Hey All, I've found myself in a bit of a pickle, possibly due to not understanding some underlying concepts.
I've got a Python daemon that uses Zookeeper (and hence Kazoo) extensively for various tasks. At one point in the daemon, there's an event that happens whereby one node "transitions to primary" from another. For specifics, this is doing some stuff like removing an IP address from the "old" node and adding it to the "new" node.

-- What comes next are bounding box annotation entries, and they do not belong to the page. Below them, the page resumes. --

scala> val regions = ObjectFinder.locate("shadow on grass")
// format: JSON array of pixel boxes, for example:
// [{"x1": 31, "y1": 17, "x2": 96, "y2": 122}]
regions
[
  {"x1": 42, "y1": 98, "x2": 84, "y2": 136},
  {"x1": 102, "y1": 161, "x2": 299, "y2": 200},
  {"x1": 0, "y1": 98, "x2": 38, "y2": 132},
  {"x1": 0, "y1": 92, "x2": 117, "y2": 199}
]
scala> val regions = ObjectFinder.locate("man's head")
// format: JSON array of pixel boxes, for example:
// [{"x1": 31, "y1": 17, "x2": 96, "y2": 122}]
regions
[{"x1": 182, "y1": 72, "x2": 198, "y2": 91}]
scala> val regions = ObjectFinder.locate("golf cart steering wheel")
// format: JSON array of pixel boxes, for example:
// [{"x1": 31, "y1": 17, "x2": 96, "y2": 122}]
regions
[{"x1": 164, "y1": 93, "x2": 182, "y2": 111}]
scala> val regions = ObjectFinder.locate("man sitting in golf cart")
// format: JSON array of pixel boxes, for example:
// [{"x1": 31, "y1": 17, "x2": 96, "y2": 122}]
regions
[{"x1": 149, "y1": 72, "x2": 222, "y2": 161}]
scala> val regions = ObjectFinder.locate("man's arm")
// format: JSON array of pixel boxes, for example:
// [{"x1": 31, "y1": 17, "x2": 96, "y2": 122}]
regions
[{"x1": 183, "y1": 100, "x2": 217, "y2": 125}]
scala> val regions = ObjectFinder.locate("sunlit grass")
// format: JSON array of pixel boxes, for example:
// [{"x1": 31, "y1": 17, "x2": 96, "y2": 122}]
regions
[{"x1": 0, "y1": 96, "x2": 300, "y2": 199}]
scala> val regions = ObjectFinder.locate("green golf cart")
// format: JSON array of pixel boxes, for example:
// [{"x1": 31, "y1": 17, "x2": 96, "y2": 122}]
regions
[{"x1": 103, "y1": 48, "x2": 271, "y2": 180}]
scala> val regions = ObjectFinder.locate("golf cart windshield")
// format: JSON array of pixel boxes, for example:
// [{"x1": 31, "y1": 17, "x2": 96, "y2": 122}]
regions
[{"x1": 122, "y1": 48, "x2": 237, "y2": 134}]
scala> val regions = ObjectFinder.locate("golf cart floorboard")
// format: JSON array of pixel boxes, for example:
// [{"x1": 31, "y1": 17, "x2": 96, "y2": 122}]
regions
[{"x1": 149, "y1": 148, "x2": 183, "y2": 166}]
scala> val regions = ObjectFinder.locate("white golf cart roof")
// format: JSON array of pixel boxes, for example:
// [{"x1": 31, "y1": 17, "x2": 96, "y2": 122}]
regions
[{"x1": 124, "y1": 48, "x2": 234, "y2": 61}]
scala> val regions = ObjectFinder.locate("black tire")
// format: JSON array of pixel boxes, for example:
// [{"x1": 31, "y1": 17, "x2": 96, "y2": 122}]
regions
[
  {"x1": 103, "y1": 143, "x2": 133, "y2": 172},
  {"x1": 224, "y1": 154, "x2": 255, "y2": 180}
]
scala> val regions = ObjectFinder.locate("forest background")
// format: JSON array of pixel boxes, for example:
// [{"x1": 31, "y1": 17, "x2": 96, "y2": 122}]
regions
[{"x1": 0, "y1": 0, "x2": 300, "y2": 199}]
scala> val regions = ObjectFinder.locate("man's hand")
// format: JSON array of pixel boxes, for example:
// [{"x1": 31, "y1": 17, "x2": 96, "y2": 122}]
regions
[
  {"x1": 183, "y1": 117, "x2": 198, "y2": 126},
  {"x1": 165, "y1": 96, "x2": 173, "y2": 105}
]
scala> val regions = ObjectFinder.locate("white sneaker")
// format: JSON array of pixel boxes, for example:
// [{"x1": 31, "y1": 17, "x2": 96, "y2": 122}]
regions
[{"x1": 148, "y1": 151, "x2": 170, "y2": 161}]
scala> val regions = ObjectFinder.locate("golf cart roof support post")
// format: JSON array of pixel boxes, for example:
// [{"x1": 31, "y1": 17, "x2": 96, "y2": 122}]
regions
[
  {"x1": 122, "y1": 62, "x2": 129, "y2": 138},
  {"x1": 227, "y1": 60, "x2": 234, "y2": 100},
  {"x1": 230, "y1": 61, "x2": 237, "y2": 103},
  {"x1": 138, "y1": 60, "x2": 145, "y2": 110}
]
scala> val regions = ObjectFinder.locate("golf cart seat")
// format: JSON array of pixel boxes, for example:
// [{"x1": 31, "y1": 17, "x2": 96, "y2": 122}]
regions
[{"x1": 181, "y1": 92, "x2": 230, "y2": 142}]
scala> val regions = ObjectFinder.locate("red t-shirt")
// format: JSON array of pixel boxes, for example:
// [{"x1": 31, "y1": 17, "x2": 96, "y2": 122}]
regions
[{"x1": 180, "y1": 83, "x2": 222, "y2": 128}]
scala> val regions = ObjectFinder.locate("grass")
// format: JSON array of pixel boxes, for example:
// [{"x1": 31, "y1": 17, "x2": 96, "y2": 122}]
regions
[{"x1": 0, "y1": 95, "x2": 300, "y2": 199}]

I'd like the steps of this process to happen between the two servers in lockstep, so for instance:
Node A Node B
Add IP
Remove IP
Do Task
Do Other Task
In such a way that B doesn't start "Remove IP" until A is done with "Add IP", then subsequently A doesn't start "Do Task" until B is done "Remove IP", and so on down a chain of about 7 commands.
To me this seems like something that Locks should accomplish, so I tried that. For each task combination, I set up a Write lock for Node A's task, and a Read lock for Node B's task.
Now, before this begins, I need to make sure they both start at the same time, so I alternate the read and write locks. Therefore something like this (commands to create the locks left out for brevity):
def become_primary():
write_lock.acquire()
sleep(1)
write_lock.release()
read_lock.acquire()
# I expect to block while the other node does stuff
read_lock.release()
write_lock.acquire()
do_add_ip()
write_lock.release()
def become_secondary():
read_lock.acquire()
# I expect this to block ONLY while the first write lock exists in become_primary(), then release
read_lock.release()
write_lock.acquire()
do_some_stuff()
write_lock.release()
read_lock.acquire()
do_remove_ip()
read_lock.release()
The problem I'm having is that I acquire that first set of locks, but the read side (become_secondary) never releases. The write site (become_primary) does, but then eventually gets stuck as well acquiring the 3rd lock.
Am I missing something here? Is this even what shared locks are designed for? Is this just some weird quirk or bug in Kazoo?
Thanks,
Joshua